Vision-Language Models Struggle with Negation: MIT Study Reveals Critical Flaw
Vision-language models (VLMs) are increasingly being used to speed up diagnosis in healthcare and identify defects in manufacturing plants. However, a recent study from MIT reveals a critical flaw: these models struggle with negation, misunderstanding words like “no” and “doesn’t”. This limitation can lead to potentially catastrophic consequences in high-stakes real-world situations.
The study highlights a scenario where a radiologist uses a VLM to analyze a chest X-ray. If the model fails to recognize the absence of an enlarged heart and mistakenly identifies reports with both tissue swelling and an enlarged heart, it could lead to an incorrect diagnosis.
Kumail Alhamoud, the lead author of the study and an MIT graduate student, warns, “Those negation words can have a very significant impact, and if we are just using these models blindly, we may run into catastrophic consequences.”
The researchers tested VLMs’ ability to identify negation in image captions and found that their performance was often no better than a random guess. To address this, they created a dataset of images with captions including negation words describing missing objects. Retraining a VLM with this dataset improved its ability to retrieve images that do not contain certain objects and boosted accuracy on multiple-choice questions with negated captions.
Despite these improvements, the researchers emphasize that more work is needed to address the underlying causes of this problem. They hope their findings will alert users to this previously unnoticed shortcoming, which could have serious implications in various fields.
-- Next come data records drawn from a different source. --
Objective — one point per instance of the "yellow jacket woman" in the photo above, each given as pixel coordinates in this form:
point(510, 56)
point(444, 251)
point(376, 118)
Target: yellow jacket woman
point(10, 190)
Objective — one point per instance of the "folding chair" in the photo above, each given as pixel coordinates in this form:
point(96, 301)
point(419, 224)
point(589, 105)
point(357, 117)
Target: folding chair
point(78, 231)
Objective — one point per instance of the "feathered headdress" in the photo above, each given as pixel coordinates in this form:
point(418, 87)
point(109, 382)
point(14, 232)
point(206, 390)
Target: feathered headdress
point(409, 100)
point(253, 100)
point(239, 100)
Marzyeh Ghassemi, senior author and associate professor at MIT’s Department of Electrical Engineering and Computer Science (EECS), notes, “This is a technical paper, but there are bigger issues to consider. If something as fundamental as negation is broken, we shouldn’t be using large vision/language models in many of the ways we are using them now — without intensive evaluation.”
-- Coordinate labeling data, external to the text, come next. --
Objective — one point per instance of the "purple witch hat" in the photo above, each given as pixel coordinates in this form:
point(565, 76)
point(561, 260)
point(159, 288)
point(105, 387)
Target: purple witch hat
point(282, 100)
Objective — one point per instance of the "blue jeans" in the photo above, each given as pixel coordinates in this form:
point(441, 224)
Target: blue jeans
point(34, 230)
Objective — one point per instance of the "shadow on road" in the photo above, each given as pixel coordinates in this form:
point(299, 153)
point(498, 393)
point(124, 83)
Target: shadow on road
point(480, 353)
The core issue lies in how VLMs are trained. They learn to associate images with positive labels in captions, but rarely encounter examples of negation. As Ghassemi explains, “The captions express what is in the images — they are a positive label. And that is actually the whole problem. No one looks at an image of a dog jumping over a fence and captions it by saying ‘a dog jumping over a fence, with no helicopters.’”
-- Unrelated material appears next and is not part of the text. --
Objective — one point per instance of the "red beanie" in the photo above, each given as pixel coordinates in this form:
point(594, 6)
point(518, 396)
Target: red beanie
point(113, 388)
To delve deeper, the researchers designed benchmark tasks to test VLMs’ understanding of negation. They used a large language model (LLM) to re-caption images with related objects not present, then tested the VLMs’ ability to retrieve images based on negation. They also created multiple-choice questions where captions differed only by adding or negating an object’s presence in the image.
The models struggled, with image retrieval performance dropping by nearly 25 percent with negated captions. In multiple-choice questions, the best models achieved only about 39 percent accuracy, with some performing at or below random chance. Alhamoud points out that VLMs exhibit an “affirmation bias,” ignoring negation words and focusing on objects in the images instead, regardless of how negation is expressed.
By finetuning VLMs with their new dataset, the researchers achieved performance gains, improving image retrieval abilities by about 10 percent and multiple-choice question accuracy by about 30 percent. Alhamoud suggests that while their solution is not perfect, it signals that the problem is solvable, encouraging others to build upon their work.
The researchers recommend that users carefully evaluate VLMs before deployment, considering the specific problem they are trying to solve. Future research could focus on teaching VLMs to process text and images separately and developing application-specific datasets, such as those for healthcare.